Adalah larangan bagi seorang bhikkhu untuk mengerjakan hal-hal yang merupakan anamasa, yakni, hal-hal atau benda-benda yang tidak patut disentuh.
Mereka adalah sebagai berikut:
a. Wanita, bahan-bahan perlengkapan busananya, dan bahan-bahan yang mewakili wanita. Binatang-binatang yang berjenis kelamin betina termasuk yang boleh disentuh. Bahan busana atas dan bawah dari kaum wanita yang telah dibuang dan yang dapat dipakai untuk asana tidak termasuk anamasa ini.
b. Emas, perak, dan benda-benda berharga. Di dalam Atthakatha, disebutkan ada delapan jenis mutiara, kristal, lapis-lazuli, coral, rubi, topas (masaragalla), kerang laut, dan (semi berharga) batu-batu.
Dengan memasukkan emas dan perak ke dalam daftar ini membuatnya menjadi 10 macam benda-benda berharga. Berlian tidak dimasukkan ke dalam daftar ini, tetapi berlian juga benda berharga. Karang laut harus dipahami sebagai yang didekoresi dengan emas atau batu permata untuk tempat minyak di dalam tradisi brahmana, atau kerang yang dipakai untuk ditiup. Ia adalah sekedar hanya kerang biasa. Sedangkan batu-batu yang disebut di atas, mereka haruslah batu alam (bukan batu buatan) tetapi yang sangat berharga, seperti jade dan onyx (batu akik). Kiranya batu-batu tersebut telah dipakai sebagai perhiasan sudah sejak zaman dahulu, seperti gelang batu jade (giok) dari orang-orang Cina, atau manik-manik terbuat dari batu merah yang dilapisi dengan emas yang penggunaannya barangkali sesudah batu giok itu. Maka dari itu, hal ini tidak menunjuk kepada batu-batu biasa.
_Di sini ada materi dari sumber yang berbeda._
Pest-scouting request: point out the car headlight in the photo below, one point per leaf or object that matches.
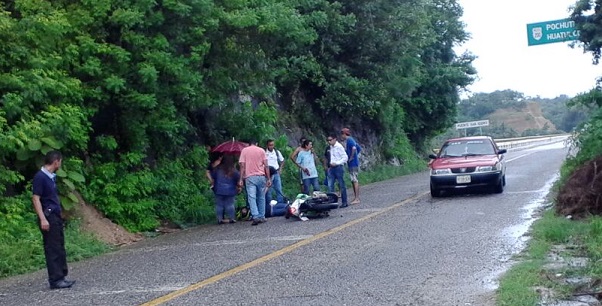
(495, 167)
(440, 171)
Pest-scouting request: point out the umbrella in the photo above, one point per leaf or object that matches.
(230, 147)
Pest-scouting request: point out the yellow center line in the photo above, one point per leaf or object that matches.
(260, 260)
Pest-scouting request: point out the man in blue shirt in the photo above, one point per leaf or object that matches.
(353, 162)
(48, 208)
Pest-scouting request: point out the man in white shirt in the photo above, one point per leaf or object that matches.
(338, 159)
(275, 163)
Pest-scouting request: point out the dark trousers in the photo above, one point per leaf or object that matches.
(224, 204)
(54, 249)
(337, 174)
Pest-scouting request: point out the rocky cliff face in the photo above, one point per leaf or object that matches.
(530, 117)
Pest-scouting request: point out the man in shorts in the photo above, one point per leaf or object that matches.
(293, 157)
(353, 163)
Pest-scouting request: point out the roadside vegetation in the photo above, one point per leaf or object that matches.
(569, 228)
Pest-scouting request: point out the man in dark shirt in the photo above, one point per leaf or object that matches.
(48, 208)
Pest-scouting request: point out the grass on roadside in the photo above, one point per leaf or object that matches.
(26, 253)
(518, 285)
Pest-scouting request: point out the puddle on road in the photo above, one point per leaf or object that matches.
(514, 239)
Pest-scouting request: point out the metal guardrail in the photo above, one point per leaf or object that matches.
(522, 142)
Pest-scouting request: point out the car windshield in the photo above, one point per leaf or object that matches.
(466, 148)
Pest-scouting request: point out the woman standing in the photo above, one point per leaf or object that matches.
(306, 161)
(225, 187)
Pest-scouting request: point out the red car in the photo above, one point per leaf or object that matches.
(468, 162)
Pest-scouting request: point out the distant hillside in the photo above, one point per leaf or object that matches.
(528, 118)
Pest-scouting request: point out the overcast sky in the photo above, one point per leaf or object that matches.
(504, 61)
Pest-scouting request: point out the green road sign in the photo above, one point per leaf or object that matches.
(552, 31)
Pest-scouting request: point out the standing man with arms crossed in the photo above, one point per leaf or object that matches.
(338, 159)
(353, 163)
(256, 174)
(48, 208)
(276, 161)
(293, 157)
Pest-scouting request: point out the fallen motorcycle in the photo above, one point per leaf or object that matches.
(319, 204)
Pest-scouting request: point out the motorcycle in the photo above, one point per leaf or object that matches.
(319, 204)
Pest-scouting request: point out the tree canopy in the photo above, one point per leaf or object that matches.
(133, 91)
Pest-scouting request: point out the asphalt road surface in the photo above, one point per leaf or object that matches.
(398, 247)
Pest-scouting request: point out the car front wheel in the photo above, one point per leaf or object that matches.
(499, 188)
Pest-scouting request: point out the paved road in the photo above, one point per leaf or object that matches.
(399, 247)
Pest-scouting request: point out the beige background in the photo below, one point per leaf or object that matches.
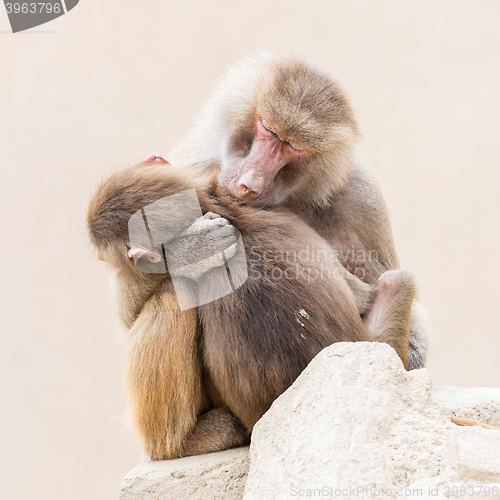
(112, 81)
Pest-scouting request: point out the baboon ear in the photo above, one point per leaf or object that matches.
(152, 255)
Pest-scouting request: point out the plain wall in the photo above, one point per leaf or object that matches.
(112, 81)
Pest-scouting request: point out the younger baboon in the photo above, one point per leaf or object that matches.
(198, 379)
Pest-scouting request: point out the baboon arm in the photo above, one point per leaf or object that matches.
(163, 381)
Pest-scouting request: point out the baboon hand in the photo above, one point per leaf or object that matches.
(206, 244)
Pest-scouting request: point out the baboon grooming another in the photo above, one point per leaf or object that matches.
(284, 134)
(198, 380)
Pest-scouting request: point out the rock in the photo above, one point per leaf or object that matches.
(356, 424)
(217, 476)
(482, 404)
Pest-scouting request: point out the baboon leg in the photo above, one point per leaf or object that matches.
(419, 337)
(390, 316)
(163, 381)
(216, 430)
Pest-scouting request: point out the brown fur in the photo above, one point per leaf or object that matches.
(197, 383)
(326, 186)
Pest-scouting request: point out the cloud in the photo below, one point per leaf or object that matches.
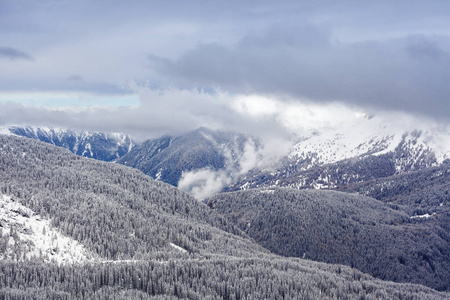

c. Berbagai macam alat senjata yang berbahaya bagi kehidupan dan bagi badan jasmani. Peralatan untuk kerja, seperti umpama kapak dan lain-lain tidak termasuk dalam hal ini.
d. Peralatan untuk menjerat binatang-binatang, baik di darat maupun di dalam air.
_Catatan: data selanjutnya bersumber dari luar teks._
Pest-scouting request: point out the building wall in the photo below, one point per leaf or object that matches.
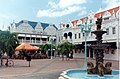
(110, 20)
(34, 32)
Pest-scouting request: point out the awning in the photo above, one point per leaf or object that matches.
(26, 47)
(79, 46)
(112, 44)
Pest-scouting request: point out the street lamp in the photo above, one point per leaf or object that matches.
(51, 40)
(85, 28)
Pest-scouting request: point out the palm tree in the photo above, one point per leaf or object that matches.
(8, 42)
(46, 47)
(65, 48)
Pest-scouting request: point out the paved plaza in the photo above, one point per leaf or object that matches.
(42, 68)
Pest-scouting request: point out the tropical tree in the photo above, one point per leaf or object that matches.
(45, 47)
(8, 42)
(65, 48)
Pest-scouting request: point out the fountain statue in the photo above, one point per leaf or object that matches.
(99, 68)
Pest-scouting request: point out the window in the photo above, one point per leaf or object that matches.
(75, 36)
(113, 30)
(107, 31)
(107, 18)
(90, 20)
(79, 35)
(83, 34)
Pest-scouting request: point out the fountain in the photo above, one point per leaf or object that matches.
(99, 70)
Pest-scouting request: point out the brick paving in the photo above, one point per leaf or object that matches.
(43, 68)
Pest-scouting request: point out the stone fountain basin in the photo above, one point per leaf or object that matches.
(82, 74)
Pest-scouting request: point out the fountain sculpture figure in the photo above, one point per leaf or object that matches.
(99, 68)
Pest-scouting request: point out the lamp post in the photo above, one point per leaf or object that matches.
(85, 28)
(51, 45)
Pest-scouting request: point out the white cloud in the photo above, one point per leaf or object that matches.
(63, 7)
(83, 12)
(67, 3)
(51, 13)
(111, 3)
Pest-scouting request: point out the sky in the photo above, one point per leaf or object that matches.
(50, 11)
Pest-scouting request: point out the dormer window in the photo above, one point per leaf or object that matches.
(90, 20)
(106, 18)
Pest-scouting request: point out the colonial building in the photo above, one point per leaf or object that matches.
(34, 33)
(111, 23)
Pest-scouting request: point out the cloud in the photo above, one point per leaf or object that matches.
(109, 4)
(83, 12)
(67, 3)
(63, 7)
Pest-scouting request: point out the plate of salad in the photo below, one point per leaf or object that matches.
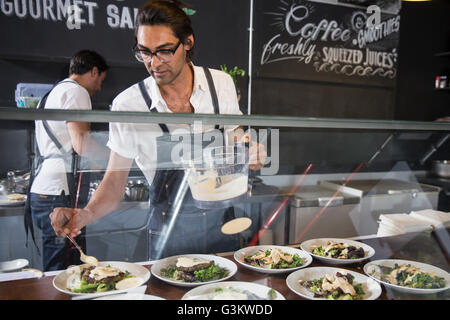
(338, 251)
(190, 270)
(272, 259)
(408, 276)
(326, 283)
(88, 279)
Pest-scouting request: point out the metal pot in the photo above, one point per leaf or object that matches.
(441, 168)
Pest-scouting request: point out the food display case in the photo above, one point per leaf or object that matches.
(322, 178)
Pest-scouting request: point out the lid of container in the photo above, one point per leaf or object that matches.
(319, 196)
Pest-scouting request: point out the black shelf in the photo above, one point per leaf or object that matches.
(443, 54)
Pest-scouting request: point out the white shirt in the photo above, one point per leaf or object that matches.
(138, 140)
(51, 179)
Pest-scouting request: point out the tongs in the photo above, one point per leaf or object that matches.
(87, 259)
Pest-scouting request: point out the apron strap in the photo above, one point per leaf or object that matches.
(28, 221)
(148, 101)
(212, 90)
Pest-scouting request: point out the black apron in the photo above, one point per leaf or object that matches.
(194, 230)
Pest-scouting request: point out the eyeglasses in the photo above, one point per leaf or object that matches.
(164, 55)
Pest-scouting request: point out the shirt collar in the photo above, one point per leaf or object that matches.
(200, 86)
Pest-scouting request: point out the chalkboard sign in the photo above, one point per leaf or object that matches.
(315, 41)
(59, 28)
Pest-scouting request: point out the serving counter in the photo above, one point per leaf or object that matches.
(321, 178)
(423, 247)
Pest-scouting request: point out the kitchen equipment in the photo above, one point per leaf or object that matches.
(27, 95)
(220, 177)
(381, 196)
(304, 218)
(83, 257)
(136, 190)
(441, 168)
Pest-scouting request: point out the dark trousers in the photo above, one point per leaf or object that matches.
(58, 253)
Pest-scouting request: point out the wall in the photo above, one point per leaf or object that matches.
(425, 31)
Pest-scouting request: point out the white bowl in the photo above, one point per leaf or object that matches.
(140, 272)
(371, 288)
(309, 245)
(255, 288)
(130, 296)
(13, 265)
(371, 267)
(242, 253)
(221, 262)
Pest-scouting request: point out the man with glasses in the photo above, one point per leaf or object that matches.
(164, 44)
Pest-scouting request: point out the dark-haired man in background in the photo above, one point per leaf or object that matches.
(164, 44)
(57, 140)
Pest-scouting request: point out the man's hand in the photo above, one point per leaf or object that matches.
(257, 154)
(68, 221)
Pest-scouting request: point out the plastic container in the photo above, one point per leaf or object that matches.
(220, 178)
(27, 95)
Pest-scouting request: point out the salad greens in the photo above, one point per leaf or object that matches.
(338, 287)
(213, 272)
(409, 276)
(98, 286)
(339, 251)
(274, 259)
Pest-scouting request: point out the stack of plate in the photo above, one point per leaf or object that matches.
(400, 223)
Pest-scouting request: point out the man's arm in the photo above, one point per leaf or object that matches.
(105, 199)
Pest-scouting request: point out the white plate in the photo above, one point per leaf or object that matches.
(13, 265)
(309, 245)
(369, 267)
(140, 272)
(164, 263)
(242, 253)
(371, 288)
(255, 288)
(129, 296)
e. Semua jenis alat musik.
f. Biji beras dan buah-buahan di tempat-tempat di mana mereka dihasilkan (mereka masih berada di pohonnya).
Larangan untuk menangani benda-benda tersebut yang merupakan nanamasa bukan langsung datang dari vinaya. Atthakatha-Acariya membandingkan di dalam vininatthu hal-hal yang ditetapkan sebagai apatti, atau di tempat-tempat lain mereka membentuk tradisi, tetapi bagaimanapun juga hal itu sudah selayaknya. Umpama saja, seorang bhikkhu yang berpantang melakukan pembunuhan tetapi menggunakan senjata-senjata atau alat-alat untuk membunuh atau alat-alat menjerat mereka, tampaknya sangat jelek atau seorang bhikkhu yang berpantang memainkan alat-alat musik, tetapi menggunakannya, juga tampak jelek. Oleh sebab itu, benda-benda ini dinamakan anamasa dan selamanya tidak pernah patut untuk bhikkhu sejak permulaannya.
III. Vidhivatta
Tugas-tugas yang harus dikerjakan secara metodik.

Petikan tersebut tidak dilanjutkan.